Kominsky Evan, Liu Katherine Y, Ninan Sen, Arrighi-Allisan Annie, Filimonov Andrey, Kidwai Sarah, Morton Kathryn, Saini Alok T, Spock Todd, Del Signore Anthony, Govindaraj Satish, Iloreta Alfred Marc
Department of Otolaryngology-Head and Neck Surgery, Icahn School of Medicine at Mount Sinai, New York, NY, USA.
Department of Otolaryngology-Head and Neck Surgery, Icahn School of Medicine at Mount Sinai, New York, NY, USA.
Am J Otolaryngol. 2022 Jul-Aug;43(4):103476. doi: 10.1016/j.amjoto.2022.103476. Epub 2022 May 4.
Preoperative corticosteroids have been shown to improve surgical visibility and intraoperative blood loss for chronic rhinosinusitis with nasal polyposis (CRSwNP) patients undergoing endoscopic sinus surgery (ESS). However, there is no consensus on the optimal dosing regimen.

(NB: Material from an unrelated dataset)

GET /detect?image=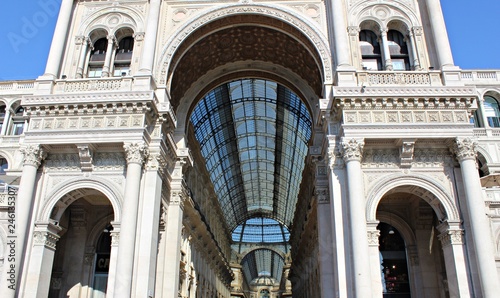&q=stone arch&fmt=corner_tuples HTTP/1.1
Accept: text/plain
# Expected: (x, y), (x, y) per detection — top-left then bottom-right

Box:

A randomized, controlled trial was conducted to compare low, medium, and high dose corticosteroids prior to ESS. Patients with CRSwNP refractory to medical management were randomized to low (N = 8), medium (N = 10), or high (N = 5) dosing regimens of corticosteroids prior to ESS. Baseline disease severity was measured with the 22-item Sino-nasal Outcome Test and Lund-Mackay scores. Modified Lund-Kennedy endoscopic scores (MLKES) were measured at baseline and after corticosteroid treatment. Intraoperative parameters were measured including Boezaart surgical visibility score, intraoperative blood loss, and operative time.
Medium dose corticosteroids demonstrated a superior surgical visibility score to low dose and comparable results to high dose, but these results were not significant (p = 0.33). No significant difference was observed between groups for total blood loss (p = 0.15), operative time (p = 0.87), or change in MLKES (p = 0.27).
Current recommendations include the use of preoperative corticosteroids in patients with CRSwNP undergoing ESS, but there is no consensus on dose or duration. We did not find a statistically significant difference in surgical field visibility, intraoperative blood loss, or operative time between different dosing regimens. Further studies are needed to evaluate the efficacy of a low-dose preoperative regimen with the goal of reducing cumulative patient exposure to systemic corticosteroids.
术前使用皮质类固醇已被证明可改善接受鼻内镜鼻窦手术(ESS)的慢性鼻-鼻窦炎伴鼻息肉(CRSwNP)患者的手术视野和术中失血情况。然而,关于最佳给药方案尚无共识。
进行了一项随机对照试验,以比较ESS术前低、中、高剂量皮质类固醇的效果。药物治疗无效的CRSwNP患者在ESS术前被随机分为低剂量(N = 8)、中剂量(N = 10)或高剂量(N = 5)皮质类固醇给药方案组。采用22项鼻鼻窦结局测试和Lund-Mackay评分评估基线疾病严重程度。在基线和皮质类固醇治疗后测量改良Lund-Kennedy内镜评分(MLKES)。测量术中参数,包括Boezaart手术视野评分、术中失血和手术时间。
中剂量皮质类固醇的手术视野评分优于低剂量,与高剂量相当,但这些结果无统计学意义(p = 0.33)。各组之间在总失血量(p = 0.15)、手术时间(p = 0.87)或MLKES变化(p = 0.27)方面未观察到显著差异。
目前的建议包括对接受ESS的CRSwNP患者使用术前皮质类固醇,但在剂量或疗程方面尚无共识。我们未发现不同给药方案在手术视野清晰度、术中失血或手术时间方面存在统计学显著差异。需要进一步研究以评估低剂量术前给药方案的疗效,目标是减少患者累积接触全身皮质类固醇的剂量。